Floria Lind rennt durch die Krankenhausgänge. Eine Patientin braucht dringend Schmerzmittel, die nächste will unbedingt nach Hause, ein anderer klingelt ununterbrochen. Floria gerät an ihre Grenzen. Der Schweizer Film «Heldin» zeigt die Herausforderungen einer Pflegefachfrau während einer Spätschicht – und stürmt damit die Schweizer Kinocharts. Doch wie realistisch ist der Film tatsächlich?

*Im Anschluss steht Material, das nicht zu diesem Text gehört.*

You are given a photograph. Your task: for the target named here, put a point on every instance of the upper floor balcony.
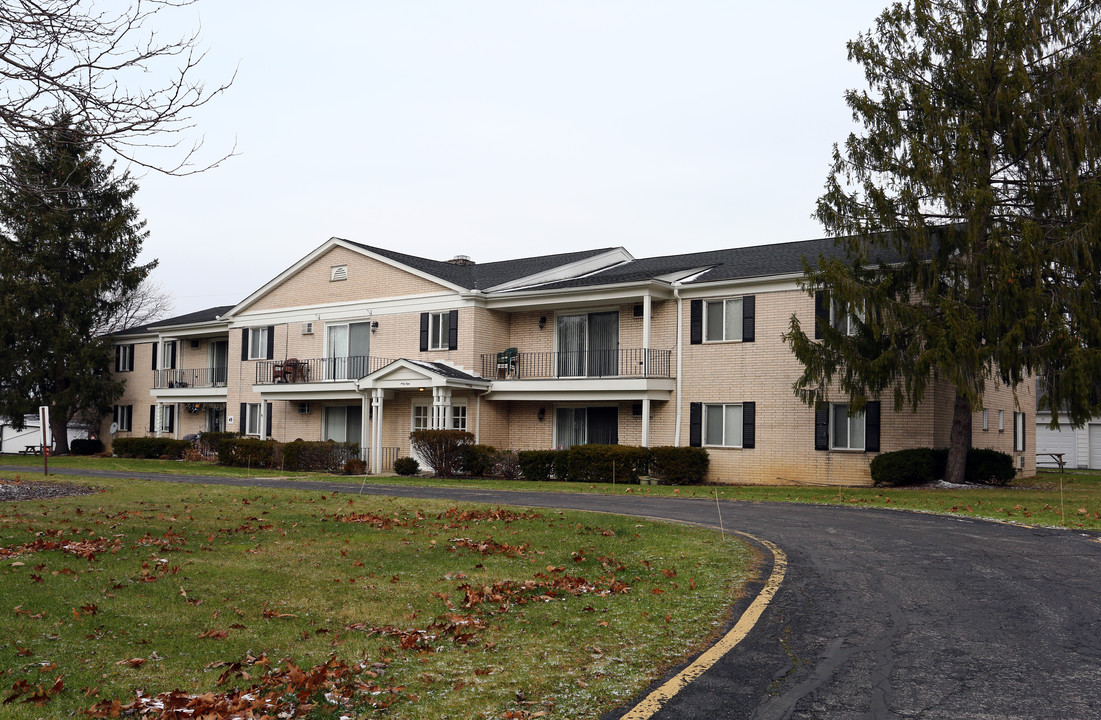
(632, 362)
(314, 370)
(189, 378)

«Komm, lass mich dir helfen»

Erst gerade letzte Woche hat Ellen T. sich den Film im Kino angesehen. Seit mehr als 30 Jahren arbeitet Ellen in der Pflege – aktuell als Teamleiterin bei der Spitex. Als sie im Kino der überforderten Floria zusah, erinnerte sie sich oft an ihren eigenen Arbeitsalltag: «Ich hatte immer wieder das Bedürfnis, aufzustehen und zu sagen: ‹Komm, lass mich dir helfen.›»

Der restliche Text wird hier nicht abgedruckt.